Si on n’ose pas dire quelque chose, pas même à ses amis proches, alors ça veut dire qu’on n’est pas fier de ça, que l’on ne l’accepte pas. Quelque part on s’interdit d’y penser et on ne peut pas le méditer en profondeur parce qu’on se juge.
En fait, j’ai l’impression qu’il est plus simple d’ être d’abord honnête avec les autres (surtout à propos de soi) que d’être honnête avec soi-même.
Barreau 3 : La peur
Évidemment, ça fait peur d’interrompre une habitude, un confort. Pour ça, il faut apprendre à développer son acceptation (j’en ai déjà parlé là). L’acceptation est une vertu : je dois accepter ma situation. La regarder en face, reconnaître qu’on n’est pas heureux actuellement, sans jugement. C’est la première étape indispensable pour surmonter sa peur.
Une de mes connaissance refuse d’arrêter son travail (qu’elle n’aime pas, dans lequel elle dégrade sa santé) parce qu’elle a peur de ne plus pouvoir rembourser son crédit : la peur d’une chose futile (infiniment moins importante que son bien-être) la pousse à rester dans sa boîte. Elle va probablement souffrir de son travail jusqu’à la retraite.
Se libérer de sa cage, c’est se fixer soi-même les conditions de sa vie. La vie n’a pas de finalité intrinsèque, et se libérer de sa cage c’est prendre conscience que ce n’est qu’un jeu et qu’on peut y jouer de la manière qui nous rend le plus heureux.
C’est à nous de choisir si rembourser son crédit est plus important que de vivre une vie épanouissante, pas à notre peur. Bien sûr, rien ne nous dit qu’on fait le bon choix, mais ce n’est pas grave de se tromper (rien n’est grave). La peur de se tromper ne doit pas figer quelqu’un dans une situation merdique.
La fondation de notre cage
Mais la fondation de cette cage, c’est notre ego. L’image que l’on a de soi, c’est une barrière qui nous empêche d’expérimenter le monde vraiment en s’affranchissant de nos valeurs.
Je suis persuadé que nous n’avons pas une essence qui nous est propre. Nous ne sommes que la somme de nos expériences.
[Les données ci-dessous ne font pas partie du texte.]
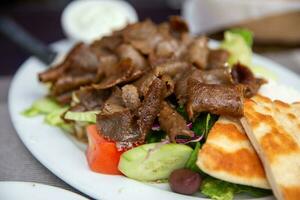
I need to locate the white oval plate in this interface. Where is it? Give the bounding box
[8,41,300,200]
[0,181,88,200]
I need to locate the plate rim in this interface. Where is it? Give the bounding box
[8,40,300,200]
Ne plus nous attacher à ce que nous voulons être aux yeux des autres, se libérer du moralisme, c’est l’étape la plus importante pour sortir de sa cage. Plus de lecture là-dessus ici.
1 commentaire
Hello Thibaut,
Cet article a beau dater un peu, je le découvre aujourd’hui et il résonne on ne peut plus en moi.
Cette semaine je me suis libérée de mes barreaux (c’est le cas de le dire puisque je quitte le Barreau).
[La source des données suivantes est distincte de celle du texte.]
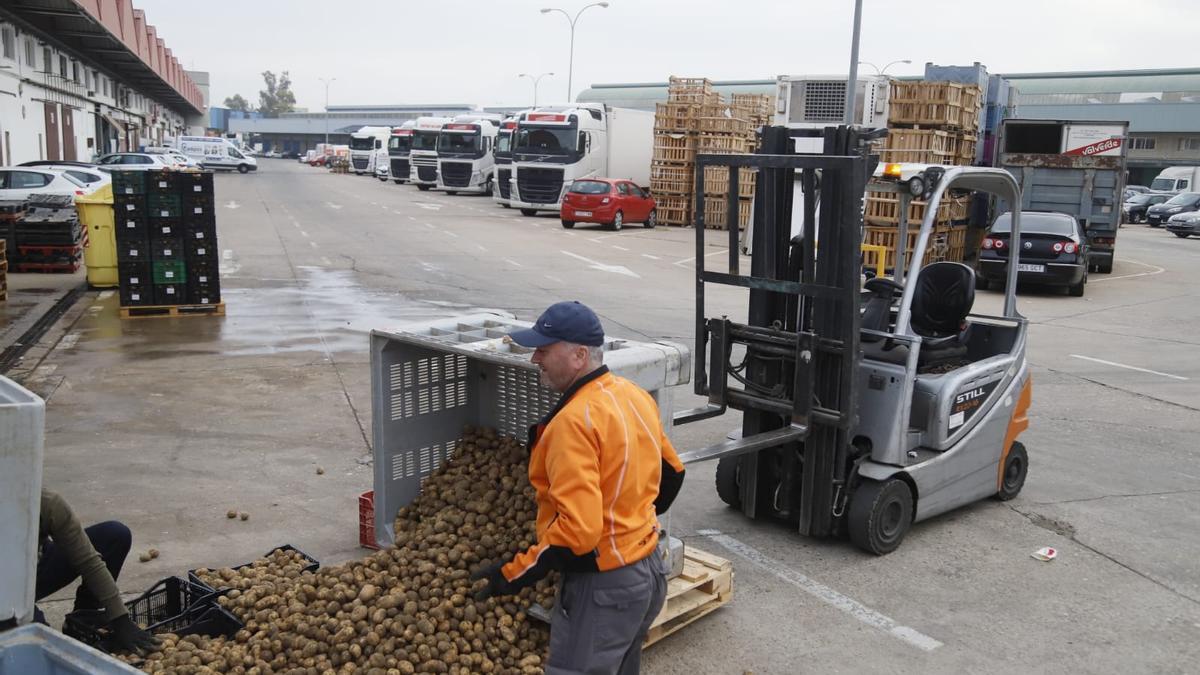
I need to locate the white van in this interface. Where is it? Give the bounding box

La peur de décevoir mes proches -et moins proches, la peur de ne pas répondre aux attentes (qui sont essentiellement ma propre fiction), la peur de l’inconnu et d’abandonner ce qu’on est censé avoir appris à faire… je les ai balayées et je me suis trouvée faible, nulle, méprisable de n’avoir pas réussi à m’accrocher.
Aujourd’hui je commence à admettre que c’est une force et une volonté de s’accrocher et la vie et à la santé.
Alors même deux ans après ta rédaction, tes mots sont toujours aussi pertinents et je t’en remercie.